Deferoxamine (Desferal)

Deferoxamine is usually administered as a slow, subcutaneous infusion through a portable pump. It is freely soluble in water. Approximately 8 mg of iron is bound by 100 mg of deferoxamine. This agent is excreted in bile and urine, resulting in red discoloration. It readily chelates iron from ferritin and hemosiderin, but not from transferrin. Deferoxamine is most effective when it is administered as a continuous infusion.

Deferasirox (Exjade)

Deferasirox is available as a tablet for oral suspension.

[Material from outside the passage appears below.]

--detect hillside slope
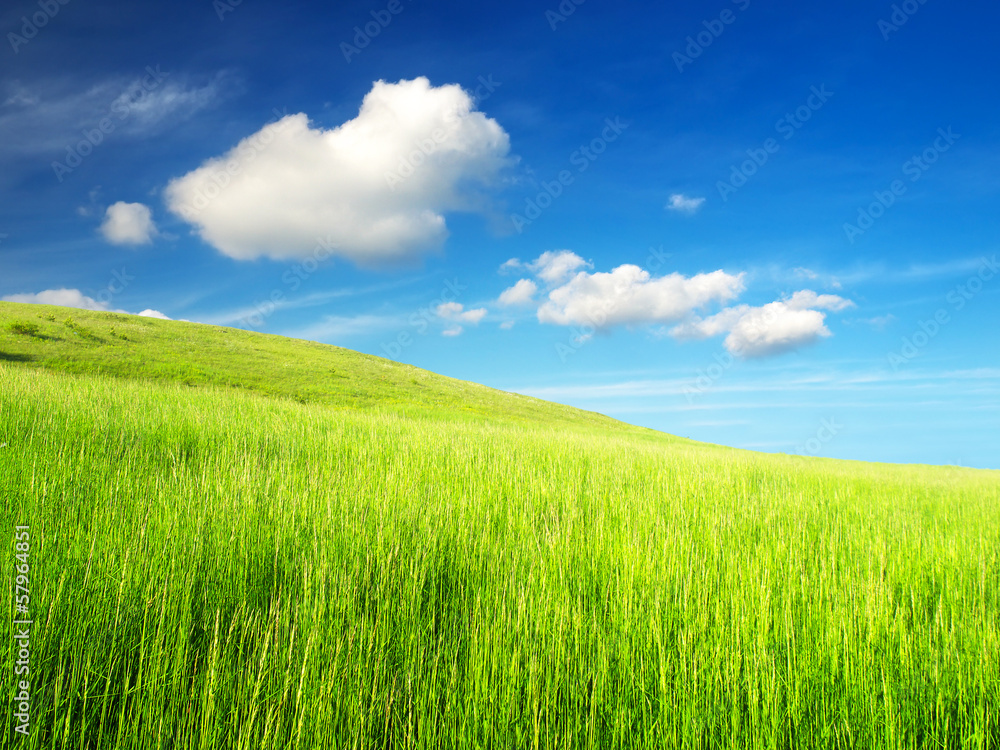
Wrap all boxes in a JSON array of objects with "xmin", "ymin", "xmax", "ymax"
[{"xmin": 0, "ymin": 302, "xmax": 680, "ymax": 442}]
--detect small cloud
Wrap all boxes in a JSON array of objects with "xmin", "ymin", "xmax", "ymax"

It is an oral iron-chelating agent that reduces liver iron concentration and serum ferritin levels. Deferasirox binds iron with high affinity in a 2:1 ratio. It is approved for treatment of chronic iron overload due to multiple blood transfusions and non–transfusion-dependent thalassemia.

Deferiprone (Ferriprox)

Deferiprone is an iron chelator indicated for patients with transfusional iron overload due to thalassemia syndromes when current chelation therapy is inadequate. Approval is based on a reduction in serum ferritin levels. No controlled trials have demonstrated a direct treatment benefit, such as improvement in disease-related symptoms, functioning, or increased survival. It is available as 500-mg, film-coated tablets.